Untuk menentukan validitas proksi perilaku kami, kami menggunakan paket ‘factoextra’ v.1.0.7 di lingkungan R (Kassambara & Mundt, 2020 ; Tim Inti R, 2024 v 4.3.0) untuk melakukan analisis komponen utama (PCA) pada matriks korelasi data perilaku dan empat proksi perilaku (penggunaan tempat perlindungan, jumlah kejadian pembekuan, total waktu pembekuan, dan jumlah kotak yang dilintasi). Komponen utama pertama (PC1) menjelaskan 41% dari total varians dan dikaitkan dengan penggunaan tempat perlindungan (kontribusi 38% untuk PC1), jumlah kejadian pembekuan (kontribusi 31% untuk PC1) dan total waktu pembekuan (kontribusi 31% untuk PC1), yang menunjukkan bahwa PC ini terdiri dari perilaku berani. PC2 menjelaskan 35% dari total varians dan sebagian besar dikaitkan dengan jumlah kotak yang dilintasi (kontribusi 64% untuk PC2), yang menunjukkan bahwa PC ini terdiri dari perilaku eksploratif.

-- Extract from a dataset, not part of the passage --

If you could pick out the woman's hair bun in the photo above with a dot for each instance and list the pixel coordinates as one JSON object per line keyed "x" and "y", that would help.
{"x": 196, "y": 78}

Dalam analisis berikut, alih-alih menggunakan dua PC, kami malah menggunakan skor perilaku mentah sebagai proksi untuk perilaku berani dan perilaku eksploratif. Sebagai proksi untuk perilaku berani, kami membuat variabel baru yang mewakili jumlah waktu yang dihabiskan dalam keadaan beku di lapangan terbuka dan waktu yang dihabiskan di bawah perlindungan. Variabel baru ini diperlukan karena kedua ukuran perilaku ini tidak independen. Misalnya, jika seekor ikan menghabiskan sebagian besar percobaan di bawah perlindungan, yang menunjukkan perilaku yang lebih pemalu, individu yang sama kemungkinan akan memiliki skor waktu beku yang lebih rendah (karena mereka menghabiskan lebih sedikit waktu di lapangan terbuka untuk mengamati perilaku tersebut), yang menunjukkan perilaku yang lebih berani. Sebagai proksi untuk perilaku eksploratif, kami menggunakan jumlah kotak yang disilangkan di lapangan terbuka. Kami memilih perilaku ini karena mudah diubah untuk memenuhi asumsi model linier (lihat di bawah), sedangkan PC tidak mudah diubah untuk memenuhi asumsi linearitas dan penggunaannya dalam model dapat berisiko meningkatkan kesalahan tipe 1. Korelasi Pearson antara kedua proksi perilaku ini adalah r  = -0,67. Korelasinya negatif karena nilai yang lebih rendah untuk proksi keberanian kami mencerminkan perilaku yang lebih berani (misalnya lebih sedikit waktu membeku dan berlindung merupakan indikasi perilaku yang lebih berani). Oleh karena itu, individu yang lebih berani juga lebih eksploratif.

2.3 Analisis Statistik
Kami memulai penyelidikan kami tentang struktur spasial perilaku berani (jumlah waktu yang dihabiskan membeku di lapangan terbuka dan di bawah perlindungan tanaman) dan perilaku eksploratori (jumlah kotak yang dilintasi di lapangan terbuka) dengan menggunakan ANOVA bersarang (SPSS v.29.0.0.0) untuk membagi total variasi dalam perilaku berani dan eksploratori di antara aliran dan kolam yang bersarang di dalam aliran. Estimasi eta-kuadrat parsial (proporsi dari total varians, η p 2 ) yang dijelaskan oleh setiap efek acak memungkinkan kami untuk menjawab bagaimana perilaku berani dan eksploratori terstruktur pada skala ini. Selanjutnya kami menyelidiki bagaimana struktur spasial perilaku berani dan eksploratori dapat dijelaskan oleh variabel tingkat individu dan tingkat kolam.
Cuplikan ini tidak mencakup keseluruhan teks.